Open Source for America (OSA) is an effort to raise awareness in the U.S. Federal Government about the benefits of open source software. We hope to encourage the government's utilization of open source software participation in open source software projects, and incorporation of open source community dynamics to enable transparency.

The list of founders, advisors and board members is a who's-who of open source achievements. Industry leaders figure in prominently: Red Hat, Oracle and Sun, Debian, Black Duck, SugarCRM, Novell, Mozilla. So do strategic groups: the Open Source Initiative, the Linux Foundation, and the Electronic Frontier Foundation. So do individuals: Monty Widenius, Andy Updegrove, Eben Moglen, Tim O'Reilly. (The gadfly in me wonders if Microsoft was not invited, even despite their recent spate of contributions, or was asked and declined to join...)

It isn't as if the government doesn't already use open source. The real long-term mission here isn't merely to posit open source as a viable alternative to proprietary software. From what I see, the long-term job is to encourage our government to make itself over, however incrementally, in the open source model.

One of the sentences in their charter is "Raise awareness and create understanding among federal government leaders in the executive and legislative branches about the values and implications of open source software". Those two italicized words are the giveaway for me: open source participation means you also embrace transparency of decision-making and design.

We could sure use some more of that. Not just in Congress and the Senate (where the results are broadcast live on C-SPAN), but in the budget rooms, accounting offices and buildings that house un-elected creators of policy -- all the places where most of the crucial but invisible decision-making takes place.

For decades we've been struggling with the idea that our government is not really ours, that the real bums cannot be thrown out because you didn't vote for them in the first place. I'd wager it all started becoming most heartbreakingly clear in the Nixon years, and that cat has been out of the bag (and pawing through the trash) ever since.

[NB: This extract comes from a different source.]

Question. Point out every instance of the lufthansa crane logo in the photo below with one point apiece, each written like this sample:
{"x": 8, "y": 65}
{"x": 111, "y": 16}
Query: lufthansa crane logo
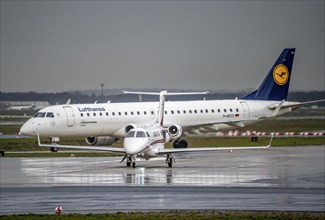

A lot of whatever reform has be achieved has been the province of whatever administration has been in power at the time. Once they leave, there's nothing to guarantee those changes can be retained.

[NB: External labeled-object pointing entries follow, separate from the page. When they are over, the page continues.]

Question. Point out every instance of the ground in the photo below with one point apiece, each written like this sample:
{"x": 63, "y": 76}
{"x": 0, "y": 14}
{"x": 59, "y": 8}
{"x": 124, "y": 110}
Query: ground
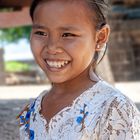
{"x": 10, "y": 106}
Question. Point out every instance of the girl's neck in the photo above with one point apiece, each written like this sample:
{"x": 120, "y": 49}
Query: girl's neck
{"x": 74, "y": 85}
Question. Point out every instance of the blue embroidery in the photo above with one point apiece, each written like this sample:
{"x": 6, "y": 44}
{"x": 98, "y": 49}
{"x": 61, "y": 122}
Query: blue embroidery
{"x": 31, "y": 135}
{"x": 80, "y": 119}
{"x": 25, "y": 120}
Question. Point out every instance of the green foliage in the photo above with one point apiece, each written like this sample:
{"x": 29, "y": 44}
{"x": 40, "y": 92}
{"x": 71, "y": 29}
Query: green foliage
{"x": 14, "y": 66}
{"x": 14, "y": 34}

So why not change things from the inside on a level that can't easily be dismissed -- on the tech level, on the process level? If the changes there speak for themselves and yield inarguable results, they ought to stick.

The total changes might end up being relatively modest, and the OSA do seem aware of this. Their own initial press release puts it this way: "Open source software may not be a cure-all, but it could save billions of dollars, help foster innovation and empower our government to work smarter." Anyone here who doesn't want that?